The South China Sea is fabled for its hidden energy reserves and China wants to block outsiders like the US from finding them

CHRISTIAN EDWARDS,CHRISTIAN EDWARDS,CHRISTIAN EDWARDS

China has a plan in motion to lock down potential oil and gas assets in the resource-rich, but hotly contested South China Seas. If successful, the move would effectively ban exploration by countries from outside the region, further isolating local powers from US support. China is using drawn-out negotiations over the issue to further divide its South East Asian neighbors on the issue. Premier Li Keqiang says he hopes talks will be completed in about three years from now.
China is preparing to lock down potential oil and gas assets in the resource-rich, but hotly contested South China Sea by effectively banning exploration by countries from outside the region.
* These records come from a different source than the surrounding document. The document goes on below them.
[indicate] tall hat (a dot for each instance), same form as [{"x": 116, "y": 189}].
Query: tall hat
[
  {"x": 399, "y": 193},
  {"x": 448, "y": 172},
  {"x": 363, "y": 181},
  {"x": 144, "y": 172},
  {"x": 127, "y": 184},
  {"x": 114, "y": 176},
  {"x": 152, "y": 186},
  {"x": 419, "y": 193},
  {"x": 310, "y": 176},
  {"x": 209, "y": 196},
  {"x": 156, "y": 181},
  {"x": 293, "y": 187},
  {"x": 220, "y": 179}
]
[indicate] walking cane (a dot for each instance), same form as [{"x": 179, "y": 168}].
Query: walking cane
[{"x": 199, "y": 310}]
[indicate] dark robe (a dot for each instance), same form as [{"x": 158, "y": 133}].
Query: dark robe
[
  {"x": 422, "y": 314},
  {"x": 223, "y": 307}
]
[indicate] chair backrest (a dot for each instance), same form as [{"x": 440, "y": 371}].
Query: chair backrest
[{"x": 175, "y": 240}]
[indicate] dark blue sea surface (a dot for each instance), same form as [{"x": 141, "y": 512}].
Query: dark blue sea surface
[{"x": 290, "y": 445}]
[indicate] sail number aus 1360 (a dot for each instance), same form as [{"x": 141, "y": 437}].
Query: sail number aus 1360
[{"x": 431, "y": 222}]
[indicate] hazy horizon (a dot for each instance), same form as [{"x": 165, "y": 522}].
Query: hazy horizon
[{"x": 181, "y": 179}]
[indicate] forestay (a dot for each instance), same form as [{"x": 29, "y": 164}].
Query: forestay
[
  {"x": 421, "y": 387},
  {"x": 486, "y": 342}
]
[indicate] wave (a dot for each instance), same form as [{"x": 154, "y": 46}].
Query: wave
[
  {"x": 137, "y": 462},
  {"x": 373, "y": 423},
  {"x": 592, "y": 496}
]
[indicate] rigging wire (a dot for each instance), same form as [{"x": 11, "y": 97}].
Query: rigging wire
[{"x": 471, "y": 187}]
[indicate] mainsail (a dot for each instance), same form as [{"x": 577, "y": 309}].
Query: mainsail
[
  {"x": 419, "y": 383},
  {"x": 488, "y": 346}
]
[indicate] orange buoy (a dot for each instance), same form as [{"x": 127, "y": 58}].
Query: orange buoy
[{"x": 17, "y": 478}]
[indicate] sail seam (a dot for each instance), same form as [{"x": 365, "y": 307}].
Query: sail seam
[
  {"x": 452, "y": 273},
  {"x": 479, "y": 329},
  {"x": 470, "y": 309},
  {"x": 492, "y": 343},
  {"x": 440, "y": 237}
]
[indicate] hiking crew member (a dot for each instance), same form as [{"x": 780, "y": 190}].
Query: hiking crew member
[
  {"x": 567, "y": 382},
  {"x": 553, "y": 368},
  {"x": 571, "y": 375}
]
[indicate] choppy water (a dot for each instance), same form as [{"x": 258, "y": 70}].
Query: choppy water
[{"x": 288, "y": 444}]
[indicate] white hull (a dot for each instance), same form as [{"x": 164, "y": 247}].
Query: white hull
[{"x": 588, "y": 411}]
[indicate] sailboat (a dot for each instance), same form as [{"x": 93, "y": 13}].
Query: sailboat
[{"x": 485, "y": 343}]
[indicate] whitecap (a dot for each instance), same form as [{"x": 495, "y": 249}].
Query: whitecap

The Nikkei Asian Review reports that China, as part of a longer-term strategy that seeks to divide its South East Asian neighbors on the issue, has embedded the proposal in part of a long-awaited code of conduct for the contested waters.Beijing's proposal, which is helping drag out tense negotiations over the code with southeast Asian nations, is a likely deterrent targeting US oil interests from securing access to the seas claimed by a host of nearby Asian powers.

China hopes its talks with southeast Asian nations on a code of conduct in the South China Sea will bear fruit in about three years, visiting Chinese Premier Li Keqiang said in Singapore on Tuesday.

Xinhua reports that Li said in a speech at the 44th Singapore Lecture, titled "Pursuing Open and Integrated Development for Shared Prosperity ("在开放融通中共创共享繁荣") that China reckons it would like to draw a line under talks on the COC by 2021.

According to a report in the Nikkei on Sunday, people close to the COC negotiations said China inserted the oil exploration ban into a working document proposal in August.

With officials from the Association of Southeast Asian Nations (ASEAN), including US vice president Mike Pompeo gathering this week in Singapore, calls have grown for the language's removal, suggesting the ban is at odds with standard international maritime laws.

The South China Sea is a critical commercial gateway for the world's merchant shipping, and consequently an important economic and strategic flashpoint in the Indo-Pacific.Moreover it is the growing focus of several complex territorial disputes that have been the cause of conflict and angst.

China, as it continues to develop its energy technologies and oil extraction infrastructure has in all likelihood inserted the latest sticking point language knowing full well that any delay suits its long-game strategy.

Knowing that a bloc of ASEAN members can and will not accept the proposal, secures China more time ahead of a finalized code of conduct while Beijing's power in the South China Sea grows and its influence among sympathetic ASEAN nations grows.

ASEAN members are already split when it comes to making space for China and on its role in the region, particularly the South China Sea.

Cambodia and Laos have in recent years fallen further and further under Beijing's dynamic influence as China has invested heavily in supporting public works that secure the regimes in Phnom Penh and Vientiane.

Meanwhile, firebrand Filipino President Rodrigo "Digong" Duterte, has enjoyed his role as a regional disrupter, at once isolating the US while hedging on Beijing.

Duterte has embraced the confusion apparent in ASEAN waters as leverage for Manila, leaving a fractured bloc at the table with US and Chinese negotiators ahead of the East Asia Summit in Singapore.

The South China Sea comprises a stretch of roughly 1.4 million square miles of Pacific Ocean encompassing an area from the strategically critical passage though Singapore and Malacca Straits to the Strait of Taiwan, spanning west of the Philippines, north of Indonesia, and east of Vietnam.Countries as diverse and numerous as Brunei, Cambodia, Indonesia, Malaysia, the Philippines, Singapore, Taiwan, Thailand, Vietnam and, of course, China are all connected to the South China Seas, which goes some way to explain the waters' inherent dangers to regional security.